In the fictional future, most people of the younger generation are part of the cyber-culture of the “Oasis” virtual reality game. In the game, the players choose their avatar and skills and complete various games and challenges inspired by pop culture and 80s nostalgia themes. After the creator of the game dies, it’s announced whoever finds the “Easter egg” he’s hidden in the game will inherit the keys to running the Oasis. After encountering another avatar named Artemis, our main protagonist, Wade Watts, steps into the shoes of the hero in a quest to find the Easter egg.
This movie is a frustrating one. The concept is so cool, and while definitely drawing on older movies/books of the same concept such as “Tron,” it just falls flat in execution. A lot of the story elements focus on Watts running into a challenge that’s never been solved in the history of the game, then after a minute of being stuck, he has some grand revelation and beats the challenge. Things such as winning a race against an organization that hires thousands of people to win it for them comes to mind.

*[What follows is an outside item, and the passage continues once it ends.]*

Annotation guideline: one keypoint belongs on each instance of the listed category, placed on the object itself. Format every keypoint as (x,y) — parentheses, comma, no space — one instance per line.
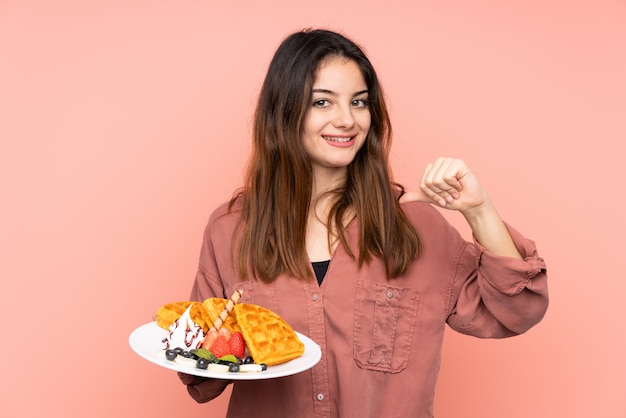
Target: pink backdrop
(124,123)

The movie also takes great departures from the book to fit everything it can into its 2-hour block. The end of the book was an exciting climax where Watts had to decipher a problem involving Rush’s famous “2112” song. In the movie, the climax is predictable and a little boring by the time it comes around. They thankfully made Watts, played by Tye Sheridan, much less annoying and more normal, instead of an overweight and whiny nerd. The action was also spectacular, and made 3D actually watchable for the first time since I can remember. There are so many fun moments in the movie if you just sit back and enjoy it, and even book readers could love it.

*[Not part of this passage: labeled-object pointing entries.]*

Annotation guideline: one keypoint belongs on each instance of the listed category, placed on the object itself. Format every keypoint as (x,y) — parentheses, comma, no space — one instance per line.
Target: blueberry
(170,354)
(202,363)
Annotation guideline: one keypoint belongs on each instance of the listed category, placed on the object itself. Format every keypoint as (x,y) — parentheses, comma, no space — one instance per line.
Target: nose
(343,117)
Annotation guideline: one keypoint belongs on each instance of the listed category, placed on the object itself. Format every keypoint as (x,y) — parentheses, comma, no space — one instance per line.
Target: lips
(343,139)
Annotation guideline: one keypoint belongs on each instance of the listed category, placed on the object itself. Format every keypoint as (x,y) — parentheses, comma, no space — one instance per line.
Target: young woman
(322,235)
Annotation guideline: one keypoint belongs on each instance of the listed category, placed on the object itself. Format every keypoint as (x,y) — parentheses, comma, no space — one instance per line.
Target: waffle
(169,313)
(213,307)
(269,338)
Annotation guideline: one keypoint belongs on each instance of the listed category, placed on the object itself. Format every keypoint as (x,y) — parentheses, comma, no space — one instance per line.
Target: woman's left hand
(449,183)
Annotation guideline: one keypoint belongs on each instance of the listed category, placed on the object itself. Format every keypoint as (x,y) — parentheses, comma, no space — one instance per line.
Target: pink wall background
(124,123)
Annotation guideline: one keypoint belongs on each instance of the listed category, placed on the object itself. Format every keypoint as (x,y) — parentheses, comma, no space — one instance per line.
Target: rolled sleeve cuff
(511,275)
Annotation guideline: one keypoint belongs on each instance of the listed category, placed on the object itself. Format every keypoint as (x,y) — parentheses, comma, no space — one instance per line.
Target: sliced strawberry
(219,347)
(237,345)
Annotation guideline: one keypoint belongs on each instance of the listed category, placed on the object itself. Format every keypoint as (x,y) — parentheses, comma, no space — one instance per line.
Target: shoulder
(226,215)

The problems start to pile up when you think about it afterwards, however. The first and foremost problem is the amount of pop-culture references. In the book, each reference had a point, or was at least unique and fun. Watts drives the DeLorian from “Back to the Future,” the Iron Giant makes an appearance, things like that. Some of these make the film, but a lot are new ones that drive me up the wall because they are shoehorned in. Things like a horde of “HALO” Spartan’s in a battle against characters like Tracer from “Overwatch,” to “Monty Python and the Holy Grail,” even the Overlook Hotel from “The Shining.” My favorite puzzles and challenges from the book that centered around films like “War Games” and “Blade Runner” were replaced by a CG advertisement for a modern video game. It felt like I was being blasted in the face with references for my generation to the point where it felt more like an ”I Spy” book in movie form. Everyone around me started the movie jumping and excitedly whispering whenever something they recognized popped on the screen, but by the end it was almost mind-numbing.

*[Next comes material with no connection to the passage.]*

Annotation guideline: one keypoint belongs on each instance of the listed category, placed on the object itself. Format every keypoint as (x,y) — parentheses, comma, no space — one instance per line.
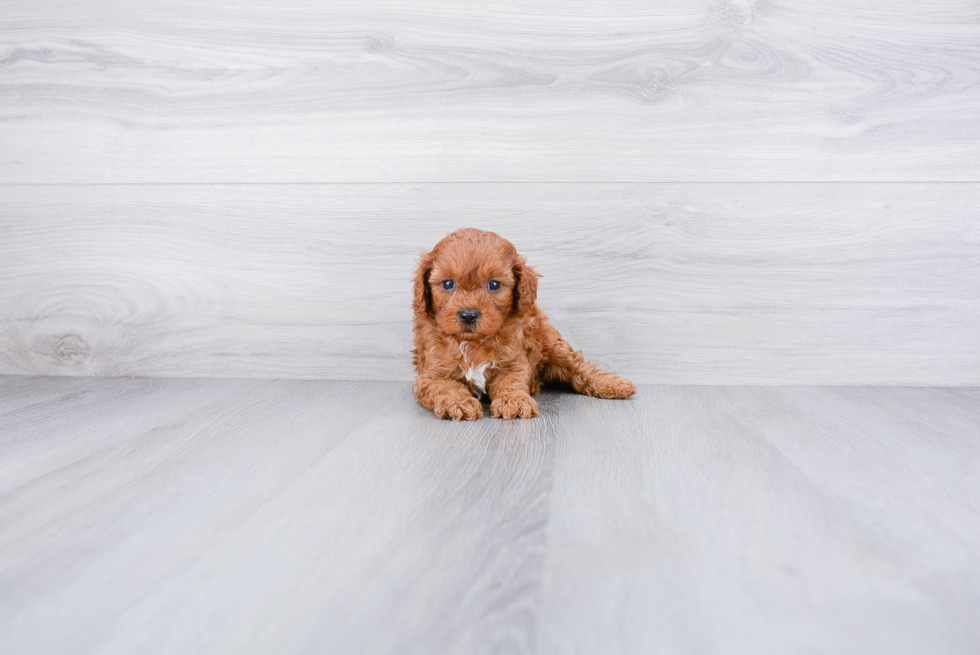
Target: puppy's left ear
(525,286)
(423,293)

Not taking advantage of the 80’s references is the biggest sin this movie commits. Not only does it remove the original fun from the film, it also alienates the older audience that would have seen it. Anybody over 30 probably won’t like this film because it has nothing for them besides a car and a few references that clearly aren’t the focus of the film. Spielberg threw out the older audience to make a kids movie, and while it’s clearly working at the box office, it didn’t work on the screen.
All of this window-dressing and action just seeks to cover up something that usually shines through in a Spielberg film: the characters. Man are they boring. The book didn’t really give Spielberg anything to work with in that department, but this is the man who made an alien puppet likeable in “E.T.,” surely he could pull it off. He didn’t, and we’re left with characters who have no motivations, boring lines, and questionable backstories. The worst of all is Ben Mendelsohn’s bad guy, who is so stereotypical and cardboard that it made me cringe when he was on screen. Writing an interesting bad guy in a world filled with computer animated characters could be so easy, yet Spielberg went with the typical “Adults are evil and only want money” route. I’ve met rocks with more spunk to them than the bad guys in this movie.
The lack of interesting characters also reveals the lack of an interesting plot, which is literally “kids are the future but adults want money” blah blah blah. Instead of using cool elements and challenges from the book to at least make the basic plot look tolerable, they stripped those out for newer references. While kids may not understand the scene from the book set in “Blade Runner”’s Los Angeles, removing it from the movie just created a hole that nothing could fill. After a while of watching the movie, I felt like a studio exec from Warner Bros. was beating me over the head with a book called “2018 references to appear cool”.
By the end of the movie, I couldn’t really decide if I enjoyed it or not. I chose this over the new “Pacific Rim” movie, which even now I regret. The movie is shallow and predictable, filled with CG characters and obvious plot lines. You know exactly how it ends in the first five minutes, the stuff in-between is for eye candy. While a movie comes along every once in a while that is fun to just turn your brain off and watch, this one isn’t it. Instead I just wanted to know if they even read the script before they put the actors in front of a camera.
While not one of Spielberg’s best work, he has proven once again he knows how to cash in at the box office. With over $40 million in one weekend, this movie is surely on track for a big payday. Whether or not you contribute to that payday is up to you, but if I had to advise, I’d say wait for the Blu-Ray release. Then you can skip the awful romance scenes.